Le 27 juin 2026, lors du débat d'orientation budgétaire, Ntoutoume Ayi montait déjà à la tribune pour signaler ce qu'il percevait comme une trajectoire financière préoccupante pour l'État gabonais. Ce n'était, à l'époque, qu'une mise en garde parmi d'autres, de celles qui rythment habituellement les sessions parlementaires sans toujours déboucher sur un acte concret.

Onze jours plus tard, le député a changé de registre. Face à la presse, il a expliqué avoir refusé de voter le volet recettes du texte budgétaire soumis à l'Assemblée nationale. Un vote contre n'est jamais anodin dans l'hémicycle gabonais, où la discipline de vote reste, en général, la norme au sein des différentes formations politiques.

Ce que représente le seuil de 86% du PIB

Selon nos informations, la dette publique du Gabon se rapprocherait de 86% du produit intérieur brut. Ce ratio, qui met en rapport ce que l'État doit avec la richesse produite chaque année par le pays, sert de repère classique aux économistes et aux agences de notation pour juger de la soutenabilité des finances publiques.

À titre de comparaison, la Communauté économique et monétaire de l'Afrique centrale (Cemac), dont le Gabon est membre, fixe traditionnellement un plafond indicatif de 70% du PIB pour ses États membres. Un chiffre proche de 86% signifierait donc un dépassement sensible de ce repère communautaire, avec des conséquences concrètes : moins de marge pour investir dans les routes, les hôpitaux ou l'école sans recourir à de nouveaux emprunts, et une exposition plus grande aux variations des taux d'intérêt sur les marchés internationaux.

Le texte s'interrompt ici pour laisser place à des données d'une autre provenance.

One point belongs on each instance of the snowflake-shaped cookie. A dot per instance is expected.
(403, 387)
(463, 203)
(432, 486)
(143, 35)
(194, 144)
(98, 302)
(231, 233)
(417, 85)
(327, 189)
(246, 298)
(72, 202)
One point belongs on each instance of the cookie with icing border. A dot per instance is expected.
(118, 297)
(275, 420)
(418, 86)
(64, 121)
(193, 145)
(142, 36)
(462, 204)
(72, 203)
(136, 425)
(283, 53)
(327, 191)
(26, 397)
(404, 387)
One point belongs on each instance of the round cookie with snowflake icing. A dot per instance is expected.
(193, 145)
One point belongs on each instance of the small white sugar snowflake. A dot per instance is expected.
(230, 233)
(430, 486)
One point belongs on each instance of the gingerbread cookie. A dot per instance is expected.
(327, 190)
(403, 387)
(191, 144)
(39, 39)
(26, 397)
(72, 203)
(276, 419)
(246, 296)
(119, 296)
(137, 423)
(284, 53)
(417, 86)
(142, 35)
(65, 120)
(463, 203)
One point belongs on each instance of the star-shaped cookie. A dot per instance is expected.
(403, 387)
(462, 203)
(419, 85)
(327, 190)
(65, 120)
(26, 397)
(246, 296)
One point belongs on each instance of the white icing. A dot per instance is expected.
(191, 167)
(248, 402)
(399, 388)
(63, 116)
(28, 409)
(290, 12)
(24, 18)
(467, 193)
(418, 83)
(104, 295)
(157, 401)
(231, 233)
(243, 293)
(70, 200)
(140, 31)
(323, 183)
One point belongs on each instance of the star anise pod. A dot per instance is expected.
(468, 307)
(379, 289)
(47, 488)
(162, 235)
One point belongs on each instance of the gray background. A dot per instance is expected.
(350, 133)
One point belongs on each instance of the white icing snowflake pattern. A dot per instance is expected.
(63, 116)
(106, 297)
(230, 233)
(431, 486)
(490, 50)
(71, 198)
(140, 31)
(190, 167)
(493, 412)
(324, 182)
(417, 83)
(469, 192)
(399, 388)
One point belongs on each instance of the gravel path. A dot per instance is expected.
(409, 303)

Un geste qui interroge sur la fabrique du consensus budgétaire

Le refus de voter le volet recettes ne bloque pas, à lui seul, l'adoption d'un budget : l'Assemblée nationale fonctionne à la majorité, et un vote individuel dissident, même symbolique, n'a pas vocation à faire dérailler le calendrier budgétaire de l'État. Mais il a une valeur de signal.

En assumant publiquement ce choix, Ntoutoume Ayi met le débat sur la dette sur la place publique, à un moment où la question du financement de l'État gabonais — entre recettes pétrolières fluctuantes, besoins d'investissement et remboursements à honorer — reste un sujet sensible pour les autorités comme pour les citoyens.

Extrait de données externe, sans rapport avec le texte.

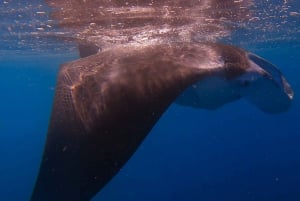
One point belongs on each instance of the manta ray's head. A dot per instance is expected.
(240, 74)
(263, 85)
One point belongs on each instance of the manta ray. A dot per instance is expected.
(138, 57)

Ce que cela change pour les Gabonais

Ce geste parlementaire, aussi limité soit-il dans ses effets immédiats, remet une question essentielle au centre du débat public : celle de la capacité de l'État à financer ses priorités — écoles, hôpitaux, infrastructures — sans alourdir davantage le fardeau de la dette pour les générations futures.

Les précisions officielles sur le niveau exact de l'endettement et sur les arbitrages budgétaires à venir sont attendues pour éclairer pleinement les enjeux soulevés par ce vote. En attendant, l'épisode rappelle qu'à l'Assemblée nationale, la vigilance sur les comptes publics peut aussi s'exprimer, parfois, par un simple bulletin de vote.